Tiga anggota yang diberhentikan yakni Brigpol Oko Randi Darmawan, Brigpol Dian Prastiya, dan Briptu Andre Piterson Gereuw, setelah terbukti melakukan pelanggaran berat.
Dalam amanatnya, Kapolres menegaskan bahwa PTDH merupakan sanksi tertinggi dalam institusi Polri sebagai bentuk ketegasan terhadap setiap pelanggaran hukum, disiplin, maupun kode etik.
“Ini bentuk komitmen tegas institusi.

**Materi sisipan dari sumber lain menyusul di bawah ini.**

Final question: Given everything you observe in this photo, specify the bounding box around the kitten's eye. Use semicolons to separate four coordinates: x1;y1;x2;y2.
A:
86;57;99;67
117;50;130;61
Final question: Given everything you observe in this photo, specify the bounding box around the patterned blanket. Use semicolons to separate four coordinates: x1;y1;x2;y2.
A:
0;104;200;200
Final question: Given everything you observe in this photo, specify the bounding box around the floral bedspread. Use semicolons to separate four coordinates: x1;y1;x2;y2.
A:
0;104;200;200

Tidak ada toleransi bagi anggota yang melanggar,” tegasnya.
Ia menekankan, setiap pelanggaran yang dilakukan anggota tidak hanya berdampak pada individu, tetapi juga merusak kepercayaan masyarakat terhadap Polri.
Karena itu, langkah tegas ini dinilai penting untuk menjaga marwah dan kehormatan institusi kepolisian di mata publik.
Kapolres juga mengingatkan seluruh personel agar menjadikan peristiwa tersebut sebagai pembelajaran untuk terus menjaga integritas dan profesionalisme dalam menjalankan tugas.
Apel PTDH diikuti oleh jajaran pejabat utama, perwira, serta seluruh personel Polres Parigi Moutong sebagai bentuk transparansi dan penegasan komitmen institusi.
Dengan tindakan ini, Polres Parigi Moutong menegaskan tidak akan ragu mengambil langkah tegas terhadap setiap pelanggaran, sekaligus mendorong peningkatan disiplin dan profesionalisme anggota demi menjaga kepercayaan masyarakat.